The MIG process is a versatile welding technique which is suitable for both thin sheet and thick section components. It is capable of high productivity but the quality of welds can be called into question. To achieve satisfactory welds, welders must have a good knowledge of equipment requirements and should also recognise fully the importance of setting up and maintaining component parts correctly.
In MIG the arc is formed between the end of a small diameter wire electrode fed from a spool, and the workpiece. Main equipment components are:
wire feed system
The arc and weldpool are protected from the atmosphere by a gas shield. This enables bare wire to be used without a flux coating (required by MMA). However, the absence of flux to 'mop up' surface oxide places greater demand on the welder to ensure that the joint area is cleaned immediately before welding. This can be done using either a wire brush for relatively clean parts, or a hand grinder to remove rust and scale. The other essential piece of equipment is a wire cutter to trim the end of the electrode wire.

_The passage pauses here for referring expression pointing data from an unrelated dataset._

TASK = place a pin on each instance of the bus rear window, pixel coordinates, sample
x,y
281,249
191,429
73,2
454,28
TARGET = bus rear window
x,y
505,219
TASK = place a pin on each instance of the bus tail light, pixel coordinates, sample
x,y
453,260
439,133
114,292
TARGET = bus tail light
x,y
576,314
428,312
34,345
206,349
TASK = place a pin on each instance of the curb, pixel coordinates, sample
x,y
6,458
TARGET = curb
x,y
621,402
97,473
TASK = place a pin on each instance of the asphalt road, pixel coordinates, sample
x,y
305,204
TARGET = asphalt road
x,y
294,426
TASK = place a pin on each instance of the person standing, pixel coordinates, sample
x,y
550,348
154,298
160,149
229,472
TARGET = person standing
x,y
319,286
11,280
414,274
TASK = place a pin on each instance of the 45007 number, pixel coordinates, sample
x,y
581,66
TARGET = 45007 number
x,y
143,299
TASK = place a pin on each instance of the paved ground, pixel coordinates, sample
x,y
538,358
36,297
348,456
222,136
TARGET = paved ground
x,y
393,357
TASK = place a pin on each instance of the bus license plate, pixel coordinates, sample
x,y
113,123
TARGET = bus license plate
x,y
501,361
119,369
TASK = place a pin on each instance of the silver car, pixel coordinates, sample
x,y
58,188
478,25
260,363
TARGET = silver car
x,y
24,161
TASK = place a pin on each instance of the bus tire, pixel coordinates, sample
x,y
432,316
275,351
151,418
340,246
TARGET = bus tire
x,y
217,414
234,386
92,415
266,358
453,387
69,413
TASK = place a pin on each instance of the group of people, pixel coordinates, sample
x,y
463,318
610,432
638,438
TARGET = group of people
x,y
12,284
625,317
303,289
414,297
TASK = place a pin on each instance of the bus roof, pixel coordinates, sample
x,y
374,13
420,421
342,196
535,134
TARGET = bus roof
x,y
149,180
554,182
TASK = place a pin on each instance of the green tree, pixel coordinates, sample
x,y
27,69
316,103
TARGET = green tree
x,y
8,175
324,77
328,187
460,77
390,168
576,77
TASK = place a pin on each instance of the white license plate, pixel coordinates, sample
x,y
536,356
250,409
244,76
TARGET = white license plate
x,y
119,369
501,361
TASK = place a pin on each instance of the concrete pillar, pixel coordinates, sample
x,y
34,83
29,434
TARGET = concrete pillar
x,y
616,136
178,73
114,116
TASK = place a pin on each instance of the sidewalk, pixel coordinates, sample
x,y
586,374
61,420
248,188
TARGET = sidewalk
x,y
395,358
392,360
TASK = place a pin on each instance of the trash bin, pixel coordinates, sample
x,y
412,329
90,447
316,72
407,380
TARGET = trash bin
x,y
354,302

MIG is operated usually with a DC power source. The source is termed a flat, or constant voltage, characteristic power source, which refers to the voltage/welding current relationship. In MIG, welding current is determined by wire feed speed, and arc length is determined by power source voltage level (open circuit voltage). Wire burn-off rate is automatically adjusted for any slight variation in the gun to workpiece distance, wire feed speed, or current pick-up in the contact tip. For example, if the arc momentarily shortens, arc voltage will decrease and welding current will be momentarily increased to burn back the wire and maintain pre-set arc length. The reverse will occur to counteract a momentary lengthening of the arc.